Hacía un año que no sabía de ti. Has publicado menos fotos que nunca. En las redes sociales no se comparten los malos momentos, ¿verdad? Son como esa utopía que todos hemos soñado. Un lugar aparte, muy, muy lejano. Sé que siempre has odiado a esa gente que las utiliza para poner frases absurdas, contar historias (pero no del todo, como si eso les fuera a hacer más interesantes) y, sobre todo, los que las usan para despedirse en momentos inoportunos de seres queridos que no sabían ni encender un ordenador. Sé que crees que es más efectivo utilizarlas para recordar momentos felices, o saludar cuando el tiempo ha pasado y contar a los demás “¡eh! Te echo de menos. Y esta imagen me recuerda mucho a ti. Qué felices entonces”.

Has perdido cosas y gente en el camino. Algunas fundamentales, la vida es implacable —¿quién se va a atrever a celebrar otro dos de agosto? ¿Quién va a pensar en Nueva York otro 11 de septiembre?—  y otras insignificantes, siguiendo el consejo de que para continuar el camino es mejor soltar lastre. Cada uno tiene sus ritmos de etapas en la vida, pero sabes que quien no ha madurado ya, no lo va a hacer nunca.

Me gusta que no hayas perdido tu alegría por vivir, tus ganas de hacer planes en familia, tus ilusiones por el futuro. Y esa mirada infantil que se te pone cuando ves que llega a la mesa el plato que has pedido; da gusto verte comer. Me quedaría horas observando cómo te relames, cómo saboreas esa copa de vino que coges con ansias. Y tu mal genio, tus enfados de hermanos que duran minutos, la rabia que te entra, el coraje que sientes, lo rápido que perdonas, lo profundo que olvidas —recuerda que tienes que dejar espacio a nuevos aprendizajes— y lo mucho que te gusta la playa.
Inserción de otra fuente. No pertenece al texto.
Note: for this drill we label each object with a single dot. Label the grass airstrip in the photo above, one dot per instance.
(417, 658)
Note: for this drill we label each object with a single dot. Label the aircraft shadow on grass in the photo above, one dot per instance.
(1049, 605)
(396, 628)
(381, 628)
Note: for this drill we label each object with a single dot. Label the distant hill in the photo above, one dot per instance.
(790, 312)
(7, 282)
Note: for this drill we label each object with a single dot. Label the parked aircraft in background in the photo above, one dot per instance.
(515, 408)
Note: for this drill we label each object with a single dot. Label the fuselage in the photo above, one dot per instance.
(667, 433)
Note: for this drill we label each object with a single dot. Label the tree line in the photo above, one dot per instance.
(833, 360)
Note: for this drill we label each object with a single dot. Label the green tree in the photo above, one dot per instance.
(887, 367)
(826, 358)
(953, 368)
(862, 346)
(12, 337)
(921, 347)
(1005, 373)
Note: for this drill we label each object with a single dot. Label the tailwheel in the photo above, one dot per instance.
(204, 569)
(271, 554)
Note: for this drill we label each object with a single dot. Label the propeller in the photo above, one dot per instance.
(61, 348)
Eres una niña tonta en el apogeo de la etapa más joven de la edad adulta. Cómo te marcan las decisiones que tomas, lo bien que hiciste en meter la cabeza desde el principio —esa cabezota tuya—, lo tranquila que te has vuelto de repente, lo mucho que has aprendido, las personas maravillosas que has conocido y que estarán contigo en la cercanía o en la lejanía, pero para siempre. Esa venda que llevabas te pesaba mucho, era de lija. No querer ver es de ciegos. La realidad no es una película, es mucho mejor. Y a veces peor.

Ya bordas la pasta fresca y te apoyo en tu misión de conseguir una cocina de gas. Somos unos cuantos los que vamos a lucrarnos de ello.

Pongamos una fecha, porque determinar el origen de todo va a ser complicado: agosto de 2014. Una cerveza, dos, tal vez tres. Gente maravillosa. Tu futuro estaba durmiendo a tu lado, y tú sin saberlo. Sigue luchando, no te conformes. Siempre puede ser todo más grande, más largo, mejor. Ahora, que vas a ver la inmensidad del Cantábrico todos los días desde el sofá, echa la vista atrás. No está mal tu primer tercio de vida.